Liebe evangelisch.de-Nutzerinnen und -Nutzer,
unsere Userin Maike hat mich unter meinem Blogeintrag von vergangener Woche nach meinem Verständnis der Rolle von Journalisten gefragt. Ich habe ihr bereits konkret geantwortet, aber die Frage ist es wert, auch hier noch einmal allgemeiner diskutiert zu werden. Denn die Rolle von Journalisten hat sich in der Tat durch das Internet fundamental verändert.
Das Stichwort, um diesen Wandel zu verstehen, ist "Gatekeeper". Gatekeeper-Forschung gibt es im Journalismus seit den 1950ern. Das Prinzip dahinter ist, dass Journalisten die Kontrollstellen dafür sind, welche Informationen veröffentlicht werden. Als David White 1949 die erste Gatekeeper-Studie durchführte, waren die Rahmenbedingungen genau so: Zeitungsjournalisten bekamen die Meldungen von Nachrichtenagenturen (und von ihren eigenen Reportern) auf den Tisch, trafen eine Auswahl und veröffentlichen diese dann. Die Gatekeeper-Forschung sucht nach den Kriterien für diese Auswahl (siehe auch Nachrichtenwert).

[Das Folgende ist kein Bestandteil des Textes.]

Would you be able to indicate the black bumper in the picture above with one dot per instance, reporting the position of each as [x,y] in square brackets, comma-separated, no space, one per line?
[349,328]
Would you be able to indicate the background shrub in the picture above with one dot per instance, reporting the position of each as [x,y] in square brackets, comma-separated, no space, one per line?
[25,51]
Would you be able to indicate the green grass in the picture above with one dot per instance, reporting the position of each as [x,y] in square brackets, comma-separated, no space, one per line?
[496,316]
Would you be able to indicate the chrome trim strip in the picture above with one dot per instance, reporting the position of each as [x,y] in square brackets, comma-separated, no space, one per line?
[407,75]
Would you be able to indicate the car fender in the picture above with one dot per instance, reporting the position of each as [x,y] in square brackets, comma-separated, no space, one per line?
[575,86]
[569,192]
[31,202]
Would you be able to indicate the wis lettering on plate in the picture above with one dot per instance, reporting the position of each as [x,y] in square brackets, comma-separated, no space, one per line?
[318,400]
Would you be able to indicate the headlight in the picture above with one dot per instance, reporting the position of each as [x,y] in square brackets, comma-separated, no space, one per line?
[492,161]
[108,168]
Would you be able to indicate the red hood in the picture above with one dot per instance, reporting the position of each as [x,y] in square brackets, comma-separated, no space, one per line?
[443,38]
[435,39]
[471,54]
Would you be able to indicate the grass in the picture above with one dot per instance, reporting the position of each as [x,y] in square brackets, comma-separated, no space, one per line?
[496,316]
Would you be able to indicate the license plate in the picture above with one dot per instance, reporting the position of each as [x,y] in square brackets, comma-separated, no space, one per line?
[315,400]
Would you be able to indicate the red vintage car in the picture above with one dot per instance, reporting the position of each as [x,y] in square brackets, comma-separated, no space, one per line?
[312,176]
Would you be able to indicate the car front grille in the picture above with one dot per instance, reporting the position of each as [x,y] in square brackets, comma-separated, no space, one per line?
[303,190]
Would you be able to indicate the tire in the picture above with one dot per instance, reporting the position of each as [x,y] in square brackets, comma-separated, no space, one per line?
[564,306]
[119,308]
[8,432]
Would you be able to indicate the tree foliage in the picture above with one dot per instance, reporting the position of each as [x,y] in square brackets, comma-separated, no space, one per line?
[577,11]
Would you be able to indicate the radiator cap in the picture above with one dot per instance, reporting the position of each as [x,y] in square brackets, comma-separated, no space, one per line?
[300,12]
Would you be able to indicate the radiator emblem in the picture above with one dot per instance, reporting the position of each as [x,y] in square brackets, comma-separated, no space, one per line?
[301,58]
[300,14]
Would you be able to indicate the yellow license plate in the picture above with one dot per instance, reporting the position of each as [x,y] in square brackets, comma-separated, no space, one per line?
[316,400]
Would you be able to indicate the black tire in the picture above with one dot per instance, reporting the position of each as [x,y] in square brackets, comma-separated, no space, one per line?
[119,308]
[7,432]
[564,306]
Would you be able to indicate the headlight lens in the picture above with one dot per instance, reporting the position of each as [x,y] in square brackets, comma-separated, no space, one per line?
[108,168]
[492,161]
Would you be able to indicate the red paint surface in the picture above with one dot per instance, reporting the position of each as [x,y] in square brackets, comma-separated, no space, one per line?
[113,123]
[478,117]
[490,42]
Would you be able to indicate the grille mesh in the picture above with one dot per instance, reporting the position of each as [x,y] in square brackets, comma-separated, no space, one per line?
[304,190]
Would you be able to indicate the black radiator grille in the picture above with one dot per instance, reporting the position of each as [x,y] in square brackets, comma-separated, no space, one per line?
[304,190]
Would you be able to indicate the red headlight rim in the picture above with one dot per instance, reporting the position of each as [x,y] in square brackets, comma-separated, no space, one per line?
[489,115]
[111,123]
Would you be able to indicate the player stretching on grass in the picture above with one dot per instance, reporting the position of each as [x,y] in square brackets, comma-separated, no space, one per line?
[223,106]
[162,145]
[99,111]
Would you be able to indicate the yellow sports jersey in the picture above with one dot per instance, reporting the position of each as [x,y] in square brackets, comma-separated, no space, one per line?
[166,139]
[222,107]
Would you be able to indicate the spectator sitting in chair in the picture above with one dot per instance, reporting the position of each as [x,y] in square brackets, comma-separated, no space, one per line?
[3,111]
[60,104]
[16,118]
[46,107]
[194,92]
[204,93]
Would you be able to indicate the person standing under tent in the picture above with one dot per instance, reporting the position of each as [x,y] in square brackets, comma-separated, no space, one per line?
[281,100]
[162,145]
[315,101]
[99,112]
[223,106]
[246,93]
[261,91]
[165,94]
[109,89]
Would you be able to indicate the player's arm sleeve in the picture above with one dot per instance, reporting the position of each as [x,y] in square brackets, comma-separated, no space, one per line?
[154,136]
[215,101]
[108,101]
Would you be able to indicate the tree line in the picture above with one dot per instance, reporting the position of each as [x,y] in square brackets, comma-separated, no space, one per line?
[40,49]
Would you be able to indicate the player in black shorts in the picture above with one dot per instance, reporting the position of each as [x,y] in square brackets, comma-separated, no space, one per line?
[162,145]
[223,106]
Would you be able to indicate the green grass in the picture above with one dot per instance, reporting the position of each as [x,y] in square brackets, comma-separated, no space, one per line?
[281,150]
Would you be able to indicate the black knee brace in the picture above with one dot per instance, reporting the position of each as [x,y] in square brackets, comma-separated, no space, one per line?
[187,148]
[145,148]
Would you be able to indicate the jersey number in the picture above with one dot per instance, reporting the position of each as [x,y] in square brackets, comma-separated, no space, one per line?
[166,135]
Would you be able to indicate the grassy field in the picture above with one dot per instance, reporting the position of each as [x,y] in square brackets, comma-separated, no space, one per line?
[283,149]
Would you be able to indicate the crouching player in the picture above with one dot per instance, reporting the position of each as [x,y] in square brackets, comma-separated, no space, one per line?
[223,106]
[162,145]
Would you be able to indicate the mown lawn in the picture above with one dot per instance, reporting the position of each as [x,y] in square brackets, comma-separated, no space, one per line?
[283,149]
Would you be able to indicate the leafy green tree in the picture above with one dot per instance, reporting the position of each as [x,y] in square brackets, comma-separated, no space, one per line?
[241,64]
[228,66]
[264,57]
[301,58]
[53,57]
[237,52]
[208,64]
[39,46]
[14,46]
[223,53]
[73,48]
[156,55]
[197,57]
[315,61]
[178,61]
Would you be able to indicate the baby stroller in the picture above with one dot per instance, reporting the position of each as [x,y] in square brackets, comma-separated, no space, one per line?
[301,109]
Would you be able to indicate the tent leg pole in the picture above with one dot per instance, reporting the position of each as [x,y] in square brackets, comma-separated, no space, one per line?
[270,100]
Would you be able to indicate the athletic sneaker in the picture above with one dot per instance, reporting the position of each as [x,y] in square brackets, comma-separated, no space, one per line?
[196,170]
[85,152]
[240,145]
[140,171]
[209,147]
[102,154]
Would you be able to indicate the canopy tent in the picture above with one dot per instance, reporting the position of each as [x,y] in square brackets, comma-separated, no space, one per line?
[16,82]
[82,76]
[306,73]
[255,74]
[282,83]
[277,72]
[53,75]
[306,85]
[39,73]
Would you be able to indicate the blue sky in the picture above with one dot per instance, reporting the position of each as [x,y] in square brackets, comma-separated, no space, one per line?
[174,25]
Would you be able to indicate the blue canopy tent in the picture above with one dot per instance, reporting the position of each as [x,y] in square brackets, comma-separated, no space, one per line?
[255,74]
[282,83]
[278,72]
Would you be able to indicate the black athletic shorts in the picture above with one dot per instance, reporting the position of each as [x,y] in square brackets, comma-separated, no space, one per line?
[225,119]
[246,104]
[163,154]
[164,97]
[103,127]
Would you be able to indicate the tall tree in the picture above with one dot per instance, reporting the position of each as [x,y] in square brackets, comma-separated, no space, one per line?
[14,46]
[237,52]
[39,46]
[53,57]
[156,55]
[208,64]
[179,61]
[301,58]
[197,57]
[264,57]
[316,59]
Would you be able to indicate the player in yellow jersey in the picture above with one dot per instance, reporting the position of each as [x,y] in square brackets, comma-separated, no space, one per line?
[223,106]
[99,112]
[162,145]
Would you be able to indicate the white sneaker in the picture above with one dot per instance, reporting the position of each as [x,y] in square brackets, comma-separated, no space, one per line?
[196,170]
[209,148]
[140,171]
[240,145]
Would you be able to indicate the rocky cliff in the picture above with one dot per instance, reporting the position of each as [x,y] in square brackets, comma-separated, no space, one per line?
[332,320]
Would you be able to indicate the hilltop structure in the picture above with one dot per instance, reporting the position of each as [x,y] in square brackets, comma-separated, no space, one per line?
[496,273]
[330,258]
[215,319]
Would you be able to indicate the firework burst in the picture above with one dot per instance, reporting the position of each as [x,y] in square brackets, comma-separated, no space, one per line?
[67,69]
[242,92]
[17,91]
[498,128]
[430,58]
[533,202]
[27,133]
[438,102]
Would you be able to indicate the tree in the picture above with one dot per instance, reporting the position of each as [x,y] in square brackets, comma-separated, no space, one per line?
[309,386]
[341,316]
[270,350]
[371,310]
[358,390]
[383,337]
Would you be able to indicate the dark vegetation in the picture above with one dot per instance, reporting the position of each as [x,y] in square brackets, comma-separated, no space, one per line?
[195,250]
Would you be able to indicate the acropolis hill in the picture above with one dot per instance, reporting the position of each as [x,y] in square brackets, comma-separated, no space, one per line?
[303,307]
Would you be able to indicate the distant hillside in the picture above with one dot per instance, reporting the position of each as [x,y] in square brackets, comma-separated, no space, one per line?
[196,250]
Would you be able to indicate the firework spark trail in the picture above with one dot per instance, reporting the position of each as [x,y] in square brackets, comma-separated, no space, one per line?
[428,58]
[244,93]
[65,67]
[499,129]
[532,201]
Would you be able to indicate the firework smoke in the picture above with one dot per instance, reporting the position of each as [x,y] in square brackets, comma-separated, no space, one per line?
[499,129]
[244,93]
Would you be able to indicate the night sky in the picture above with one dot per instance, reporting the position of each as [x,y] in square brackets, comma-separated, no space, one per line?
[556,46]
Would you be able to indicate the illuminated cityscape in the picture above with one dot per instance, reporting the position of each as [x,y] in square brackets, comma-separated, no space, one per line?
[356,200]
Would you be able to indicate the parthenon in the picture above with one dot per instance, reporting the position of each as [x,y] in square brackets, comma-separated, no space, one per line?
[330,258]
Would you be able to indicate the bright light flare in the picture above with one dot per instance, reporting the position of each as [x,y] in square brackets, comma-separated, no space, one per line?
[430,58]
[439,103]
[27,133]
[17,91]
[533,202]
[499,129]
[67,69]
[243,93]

Nun ist es aber so, dass diese Gatekeeper-Rolle nur dann wirklich relevant ist, wenn sie wirklich den Flaschenhals kontrolliert, über den Informationen und Inhalte den Nutzer erreichen. Das kann in Zeiten des Internets kein Journalist mehr für sich beanspruchen. Denn im Netz kann - prinzipiell und in den meisten Fällen auch tatsächlich - jede Information von jedem gefunden werden. Journalisten haben schon lange kein Monopol auf den Vertriebsweg von Informationen mehr.
Was sie aber nach wie vor von anderen publizierenden Menschen unterscheidet, ist eine Berufsethik, die regelt, wie diese Informationen zustande kommen und wie sie veröffentlicht werden. Manche Massenmedien ignorieren diese Ethik zuhauf, siehe jüngst die Bild-"Zeitung" und das Facebook-Prügelvideo (hier im Bidblog nachzulesen) oder ganz generell heftig.co. Journalistische Verlagsmedien (zu denen die Bild nicht notwendigerweise gehört, heftig.co erklärtermaßen gar nicht) haben also den Anspruch und die Fähigkeit, einen Qualitätsstandard zu liefern, der in Sachen Wahrhaftigkeit und sachlicher Richtigkeit bei online schreibenden, podcastenden oder youtubenden Privatpersonen seltener zu finden ist.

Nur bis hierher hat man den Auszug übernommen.